Occasionally, we get requests for guest posts from various individuals. Some of them are good. None of them have yet been published…until now! Look for more guest contributor posts as we transition and grow from NPA Think Tank to PT Think Tank!  Thanks, ERIC

Be an Advocate!

Obama on LenoIn conjunction with the Special Olympics campaign to eliminate the use of the “r-word”, it only seemed fitting that Physical Therapists re-evaluate how our professional and personal speech affects others. Non-offensive language is an issue that is drilled into our heads throughout PT school, and is a skill that must be learned through direct application. When dealing with patients of all cultural, religious, and ethnic backgrounds, I’m sure that everyone can recall an instance where they have “put their foot in their mouth”. As most of you have probably heard about, even one of the most prominent figures of our nation is not excluded from this category.

It is especially important for Physical Therapists to monitor our language both in our professional and personal lives. In our personal lives, if we are not sensitive to language that will offend our clients, then what kind of an example of health care professionals are we? As a student, I especially know how hard it is to eliminate phrases from that which seemed “cool” in high school or college and fully grasp their offensive nature. Also, what kind of advocate for those with disabilities am I if I find humor in others jokes at their expense? I know that my personal struggle is one that I will work on daily and will take time to master. I encourage all health care providers to be especially cognizant of the nature of their personal speech and those around them because if we are not willing to stand up for the dignity of our clients then who will? Be an advocate!

Contributor: Diving Bell

Diving Bell

Diving Bell is a student physical therapist who was inspired by author Jean-Dominique Bauby (Diving Bell & the Butterfly) to make a creative outlet for her thoughts. Since she is in the process of formally being accepted in the profession she thought it was best to let her opinions be free like a butterfly while hiding her identity in a diving bell. Her interests include geriatrics and neurological disabilities. If she has the opportunity to get her nose out of her textbooks, then she enjoys cooking, tennis, and traveling as far away as student loans allow.

2 Replies to “Be An Advocate”

  1. Nicely said, Diving Bell. Well written, too.
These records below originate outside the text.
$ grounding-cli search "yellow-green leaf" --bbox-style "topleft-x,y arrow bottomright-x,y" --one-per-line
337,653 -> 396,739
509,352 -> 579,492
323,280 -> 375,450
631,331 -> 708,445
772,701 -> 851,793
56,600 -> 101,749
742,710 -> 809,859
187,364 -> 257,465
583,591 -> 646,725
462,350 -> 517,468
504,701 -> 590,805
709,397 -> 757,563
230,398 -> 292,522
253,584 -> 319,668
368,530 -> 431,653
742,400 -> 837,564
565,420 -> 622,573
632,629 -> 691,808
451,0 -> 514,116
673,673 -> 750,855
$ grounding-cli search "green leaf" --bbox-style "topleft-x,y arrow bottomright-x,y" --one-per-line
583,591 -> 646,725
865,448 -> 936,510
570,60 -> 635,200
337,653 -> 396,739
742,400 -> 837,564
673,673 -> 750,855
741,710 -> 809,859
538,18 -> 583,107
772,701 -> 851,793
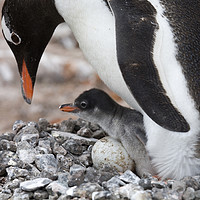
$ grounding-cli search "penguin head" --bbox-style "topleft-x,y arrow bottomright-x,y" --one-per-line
1,0 -> 64,104
59,89 -> 119,122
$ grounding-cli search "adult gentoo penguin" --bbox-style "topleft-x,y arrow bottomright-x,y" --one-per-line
2,0 -> 200,179
60,88 -> 154,176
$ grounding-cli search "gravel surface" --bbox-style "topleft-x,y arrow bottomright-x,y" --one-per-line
0,119 -> 200,200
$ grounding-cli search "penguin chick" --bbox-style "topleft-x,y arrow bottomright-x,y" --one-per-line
60,89 -> 154,176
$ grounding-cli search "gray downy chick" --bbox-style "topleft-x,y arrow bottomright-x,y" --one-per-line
60,89 -> 154,176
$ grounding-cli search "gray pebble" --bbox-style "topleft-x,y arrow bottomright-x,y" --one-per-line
0,139 -> 17,152
46,181 -> 68,196
16,141 -> 37,164
35,154 -> 57,174
0,132 -> 15,141
62,139 -> 83,156
119,170 -> 140,185
20,178 -> 52,192
77,127 -> 93,138
13,120 -> 27,133
33,190 -> 49,200
60,118 -> 76,133
6,167 -> 29,180
38,118 -> 50,132
183,187 -> 195,200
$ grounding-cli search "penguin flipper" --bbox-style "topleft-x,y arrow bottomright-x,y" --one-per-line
108,0 -> 190,132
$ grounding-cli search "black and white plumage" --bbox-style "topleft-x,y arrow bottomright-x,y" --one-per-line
2,0 -> 200,179
60,89 -> 154,176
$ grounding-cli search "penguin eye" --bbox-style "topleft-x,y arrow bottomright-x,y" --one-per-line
80,101 -> 88,108
11,32 -> 21,45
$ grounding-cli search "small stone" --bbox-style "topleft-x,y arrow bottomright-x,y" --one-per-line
114,184 -> 152,200
62,139 -> 83,156
46,181 -> 68,196
172,181 -> 186,192
20,178 -> 52,191
0,139 -> 17,152
12,188 -> 30,200
92,191 -> 113,200
13,120 -> 26,133
13,126 -> 39,146
33,190 -> 49,200
35,154 -> 57,174
16,141 -> 37,164
183,187 -> 195,200
0,132 -> 15,141
51,131 -> 97,146
60,118 -> 76,133
68,164 -> 86,187
139,178 -> 152,190
56,154 -> 74,172
38,139 -> 52,154
38,118 -> 50,132
0,192 -> 12,200
102,176 -> 125,191
58,172 -> 69,187
119,170 -> 140,185
66,183 -> 103,199
6,167 -> 29,180
77,127 -> 93,138
53,142 -> 67,155
181,176 -> 200,190
78,151 -> 93,167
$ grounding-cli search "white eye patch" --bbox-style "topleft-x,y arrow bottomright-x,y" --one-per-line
1,16 -> 21,45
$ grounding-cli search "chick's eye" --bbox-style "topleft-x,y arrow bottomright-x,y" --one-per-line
80,101 -> 87,108
11,32 -> 21,45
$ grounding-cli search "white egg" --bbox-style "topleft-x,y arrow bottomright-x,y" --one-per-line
92,137 -> 135,172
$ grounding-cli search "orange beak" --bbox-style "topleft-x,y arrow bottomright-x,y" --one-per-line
21,60 -> 33,104
59,104 -> 80,112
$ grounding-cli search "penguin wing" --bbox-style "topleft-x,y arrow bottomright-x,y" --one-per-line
108,0 -> 190,132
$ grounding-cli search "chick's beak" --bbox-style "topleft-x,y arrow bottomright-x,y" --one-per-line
59,104 -> 80,113
21,60 -> 33,104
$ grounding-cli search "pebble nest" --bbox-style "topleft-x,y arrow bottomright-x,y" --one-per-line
0,119 -> 200,200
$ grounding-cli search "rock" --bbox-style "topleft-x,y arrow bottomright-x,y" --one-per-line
92,137 -> 134,172
77,127 -> 93,138
20,178 -> 52,192
38,118 -> 50,132
66,183 -> 103,199
14,126 -> 39,146
58,173 -> 69,187
56,154 -> 73,172
92,191 -> 113,200
6,167 -> 29,180
12,188 -> 31,200
16,141 -> 37,164
51,131 -> 97,146
0,139 -> 17,152
68,164 -> 86,187
119,170 -> 140,185
114,184 -> 152,200
35,154 -> 58,174
102,176 -> 125,191
62,139 -> 83,156
33,190 -> 49,200
13,120 -> 27,133
0,132 -> 15,141
183,187 -> 195,200
0,192 -> 12,200
46,181 -> 68,196
53,142 -> 67,155
78,151 -> 93,167
60,118 -> 76,133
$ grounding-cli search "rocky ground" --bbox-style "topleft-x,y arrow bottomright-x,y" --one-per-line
0,119 -> 200,200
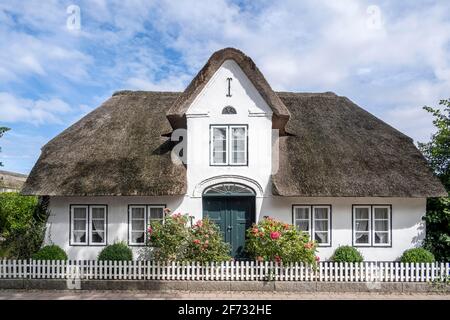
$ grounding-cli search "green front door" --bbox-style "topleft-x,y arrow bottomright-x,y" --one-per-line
203,196 -> 255,259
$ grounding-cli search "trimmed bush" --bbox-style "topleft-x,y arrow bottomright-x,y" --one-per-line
400,248 -> 435,263
97,242 -> 133,261
331,246 -> 364,262
32,244 -> 67,260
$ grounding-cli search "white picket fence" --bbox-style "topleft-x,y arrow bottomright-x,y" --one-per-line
0,259 -> 450,282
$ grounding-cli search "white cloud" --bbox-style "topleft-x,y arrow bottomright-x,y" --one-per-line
0,92 -> 73,125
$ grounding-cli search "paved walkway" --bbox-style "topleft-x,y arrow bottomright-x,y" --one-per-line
0,290 -> 450,300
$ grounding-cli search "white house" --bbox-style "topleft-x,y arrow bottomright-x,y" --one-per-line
22,48 -> 446,261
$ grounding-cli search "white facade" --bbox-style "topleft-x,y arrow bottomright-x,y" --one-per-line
46,196 -> 426,261
46,60 -> 426,261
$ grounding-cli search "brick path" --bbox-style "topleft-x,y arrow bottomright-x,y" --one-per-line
0,290 -> 450,300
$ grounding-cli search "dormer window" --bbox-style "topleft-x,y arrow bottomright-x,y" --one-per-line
222,106 -> 237,114
210,125 -> 248,166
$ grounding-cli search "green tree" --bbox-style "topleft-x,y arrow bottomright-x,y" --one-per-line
419,99 -> 450,261
0,127 -> 10,167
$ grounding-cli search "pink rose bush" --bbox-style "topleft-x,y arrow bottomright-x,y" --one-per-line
147,210 -> 231,263
246,216 -> 318,266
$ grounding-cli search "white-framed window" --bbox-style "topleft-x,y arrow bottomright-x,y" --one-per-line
128,205 -> 165,245
312,206 -> 331,246
230,126 -> 247,165
353,206 -> 372,246
70,205 -> 89,245
129,206 -> 146,245
293,205 -> 331,246
210,125 -> 248,166
294,206 -> 311,235
353,205 -> 391,247
372,206 -> 391,246
89,205 -> 107,245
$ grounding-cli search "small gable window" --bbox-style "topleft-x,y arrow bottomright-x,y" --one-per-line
222,106 -> 237,114
210,125 -> 247,166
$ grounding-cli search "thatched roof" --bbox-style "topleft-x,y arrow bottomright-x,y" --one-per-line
22,48 -> 446,197
167,48 -> 289,133
273,92 -> 447,197
23,91 -> 446,197
22,92 -> 186,196
0,170 -> 27,190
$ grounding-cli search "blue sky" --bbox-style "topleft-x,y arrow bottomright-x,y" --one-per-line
0,0 -> 450,173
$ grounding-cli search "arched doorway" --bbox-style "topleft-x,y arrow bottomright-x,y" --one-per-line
203,183 -> 255,259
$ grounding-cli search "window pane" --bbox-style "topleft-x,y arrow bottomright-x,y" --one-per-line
92,231 -> 105,243
231,128 -> 245,140
92,220 -> 105,231
213,151 -> 227,163
375,220 -> 389,231
231,152 -> 245,163
295,220 -> 309,231
355,220 -> 369,231
375,232 -> 389,243
131,220 -> 145,231
314,208 -> 328,219
355,232 -> 369,244
213,128 -> 227,140
73,231 -> 86,243
150,208 -> 163,220
355,208 -> 369,219
314,221 -> 328,231
212,128 -> 227,164
73,220 -> 86,231
231,128 -> 247,164
73,208 -> 87,219
92,208 -> 105,219
315,232 -> 328,243
295,208 -> 309,219
131,232 -> 144,243
375,208 -> 389,219
131,208 -> 145,219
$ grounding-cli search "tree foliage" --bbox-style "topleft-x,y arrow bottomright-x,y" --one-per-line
419,99 -> 450,261
0,127 -> 10,167
0,192 -> 49,259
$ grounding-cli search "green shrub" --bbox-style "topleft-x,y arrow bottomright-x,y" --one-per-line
0,192 -> 38,238
246,217 -> 318,265
186,218 -> 231,262
148,213 -> 189,261
331,246 -> 364,262
0,193 -> 49,259
400,248 -> 435,263
32,244 -> 67,260
97,242 -> 133,261
148,210 -> 231,263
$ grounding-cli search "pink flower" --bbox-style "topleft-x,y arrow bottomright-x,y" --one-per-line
195,220 -> 203,228
270,231 -> 281,240
305,242 -> 314,249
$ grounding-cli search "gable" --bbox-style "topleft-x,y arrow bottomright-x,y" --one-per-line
186,60 -> 272,118
166,48 -> 289,134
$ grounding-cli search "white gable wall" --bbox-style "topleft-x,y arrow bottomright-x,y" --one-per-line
186,60 -> 272,215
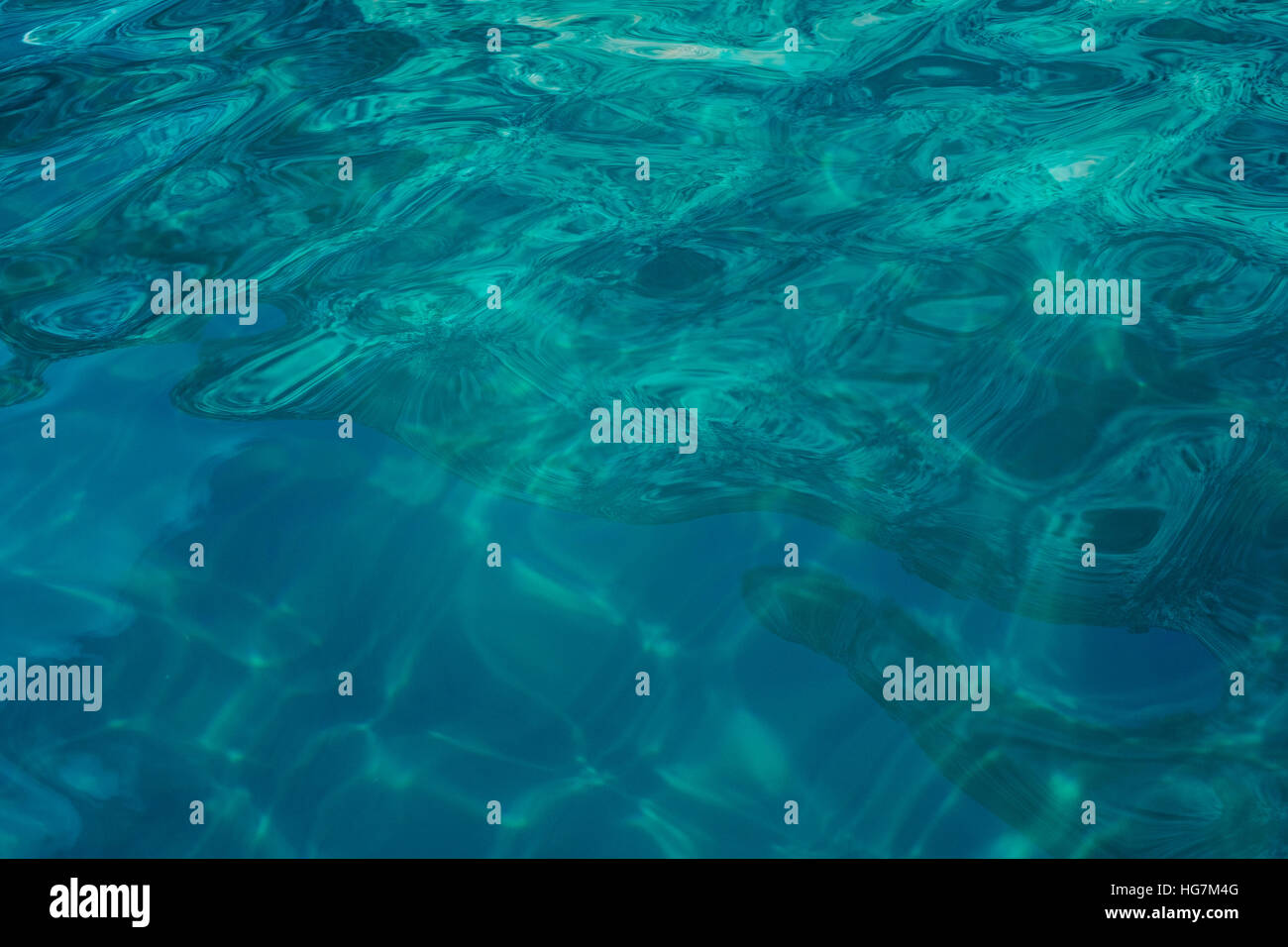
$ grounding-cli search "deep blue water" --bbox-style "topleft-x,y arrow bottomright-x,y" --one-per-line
0,0 -> 1288,857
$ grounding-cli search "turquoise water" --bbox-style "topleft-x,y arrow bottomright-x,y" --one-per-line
0,0 -> 1288,857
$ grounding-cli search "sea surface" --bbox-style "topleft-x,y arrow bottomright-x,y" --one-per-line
0,0 -> 1288,858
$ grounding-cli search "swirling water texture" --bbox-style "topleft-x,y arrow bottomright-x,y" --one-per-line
0,0 -> 1288,860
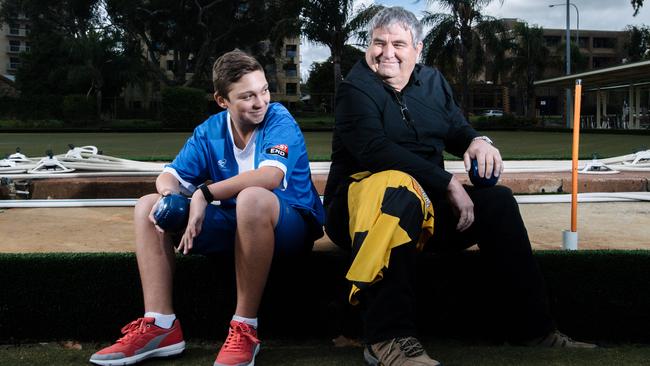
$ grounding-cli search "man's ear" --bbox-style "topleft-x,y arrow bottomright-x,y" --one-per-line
214,92 -> 228,109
    I would only take issue with your word-byte-bumper-sticker ending sentence. Taking personal responsibility for our own behavior (language) is a commendable message I can support. I just think you move from that to a sentence that is so broad in recommendation it dilutes your original message.

  2. Great post, Diving Bell. I just started my DPT program and we are discussing the issue of Professionalism. Our classes are online this summer (intro classes and a way to get to know one another before we begin our PBL curriculum). The discussion was about professionalism in the workplace and I brought up our professionalism outside of the workplace as well. I was recently out to dinner with some friends who are all college professors. We were having a fun and loud conversation–nothing offensive but it did make me stop and think that I now have a new level of professionalism to maintain. Any one of the other customers could be my patient in the future and I would not want that person to recall me using inappropriate language even if the language was understood as a joke by my group of liberal friends. Thanks for your post and I intend to share it with my class.